Ökonomischer Druck als globales Problem
Ein zentrales Ergebnis der RSF-Analyse ist der ökonomische Druck, unter dem Medien weltweit stehen. In 160 von 180 untersuchten Ländern gelingt es Medienunternehmen kaum oder gar nicht, wirtschaftlich stabil zu arbeiten. Die Kategorie „Wirtschaft“ weist unter den fünf untersuchten Bereichen die niedrigsten Bewertungen auf. Der Besitz von Medien konzentriert sich in vielen Ländern in den Händen weniger Eigentümer. Besonders drastisch ist die Situation in Russland, wo staatliche und staatsnahe Akteure die Medienlandschaft dominieren. In rund einem Drittel der Länder mussten Redaktionen im vergangenen Jahr aus wirtschaftlichen Gründen schließen.
Staatlicher Einfluss auf Medienfinanzierung
In autoritär regierten Ländern wie Ungarn wird Medienvielfalt durch staatlich gesteuerte Anzeigenvergabe gezielt untergraben. Auch internationale Förderprogramme, auf die unabhängige Redaktionen häufig angewiesen sind, stehen unter Druck. Gleichzeitig ziehen große Tech-Unternehmen den Großteil der globalen Werbeeinnahmen an sich. Ihre dominante Marktposition gefährdet die Finanzierung unabhängiger Medien zusätzlich. Besonders problematisch ist dabei der unregulierte Einfluss sozialer Netzwerke auf die Verbreitung von Falschinformationen.

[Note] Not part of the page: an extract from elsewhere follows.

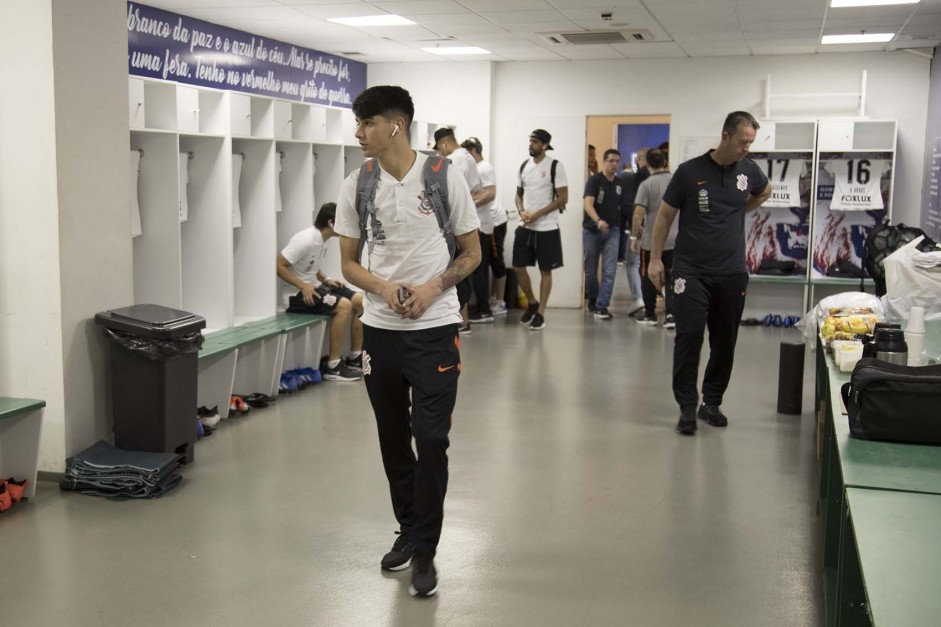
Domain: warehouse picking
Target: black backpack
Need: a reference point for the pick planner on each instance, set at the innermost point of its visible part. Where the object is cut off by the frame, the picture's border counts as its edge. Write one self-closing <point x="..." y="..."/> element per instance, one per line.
<point x="884" y="240"/>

Deutschland auf Platz 11 – Probleme trotz guter Gesamtlage
Deutschland fällt in der neuen Rangliste auf Platz 11 zurück und rutscht damit aus den Top 10. Zwar gilt die Lage hier weiterhin als „zufriedenstellend“, doch Medienschaffende berichten zunehmend von Bedrohungen, insbesondere im Zusammenhang mit rechtsextremen Gruppen und der Berichterstattung über den Nahostkonflikt. RSF fordert unter anderem eine plattformunabhängige Medienförderung, eine Reform des Medienkonzentrationsrechts sowie eine Stärkung gemeinnütziger journalistischer Initiativen, um der wirtschaftlichen Schwächung entgegenzuwirken.

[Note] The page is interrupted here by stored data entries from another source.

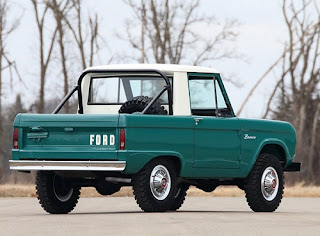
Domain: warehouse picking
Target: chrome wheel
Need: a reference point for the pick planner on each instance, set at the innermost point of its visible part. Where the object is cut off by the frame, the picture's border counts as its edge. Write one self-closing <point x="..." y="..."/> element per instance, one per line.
<point x="160" y="182"/>
<point x="61" y="189"/>
<point x="269" y="183"/>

Verschlechterungen auf dem amerikanischen Kontinent
Auf dem amerikanischen Kontinent ist in über der Hälfte der Länder ein Rückgang der Pressefreiheit zu beobachten. Besonders betroffen ist Argentinien, das nach massiven Eingriffen durch Präsident Javier Milei stark abgerutscht ist. Die Zerschlagung des öffentlich-rechtlichen Rundfunks und die Einschränkung des Informationszugangs haben das Land auf Rang 87 fallen lassen. Mexiko bleibt das gefährlichste Land für Journalistinnen und Journalisten außerhalb von Kriegsgebieten. In keinem anderen Land wurden 2024 mehr Medienschaffende getötet. In den USA hat sich das Klima für unabhängige Medien unter der neuen Trump-Regierung weiter verschlechtert. Der Entzug von Akkreditierungen, feindliche Rhetorik gegenüber Medien und massive Kürzungen bei der Entwicklungszusammenarbeit betreffen auch zahlreiche internationale Partnerredaktionen.

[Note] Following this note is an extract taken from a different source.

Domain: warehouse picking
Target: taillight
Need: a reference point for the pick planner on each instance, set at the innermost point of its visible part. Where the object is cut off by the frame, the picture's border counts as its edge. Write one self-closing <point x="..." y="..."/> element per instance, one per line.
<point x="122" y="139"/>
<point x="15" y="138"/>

Medien in Osteuropa und Zentralasien unter Druck
Die Auswirkungen der US-Entscheidungen sind besonders in Osteuropa und Zentralasien spürbar. Viele Redaktionen in diesen Regionen sind auf internationale Fördermittel angewiesen. Die Kürzung von USAID-Mitteln gefährdet die Existenz unabhängiger Medien in Ländern wie der Ukraine, wo rund 90 Prozent der Redaktionen auf solche Zuschüsse angewiesen sind. In Georgien wird die Medienlandschaft von oligarchischen Strukturen dominiert. Ein neues Gesetz gegen „ausländische Einflussnahme“ erschwert zusätzlich die Annahme internationaler Unterstützung und kriminalisiert unabhängige Berichterstattung.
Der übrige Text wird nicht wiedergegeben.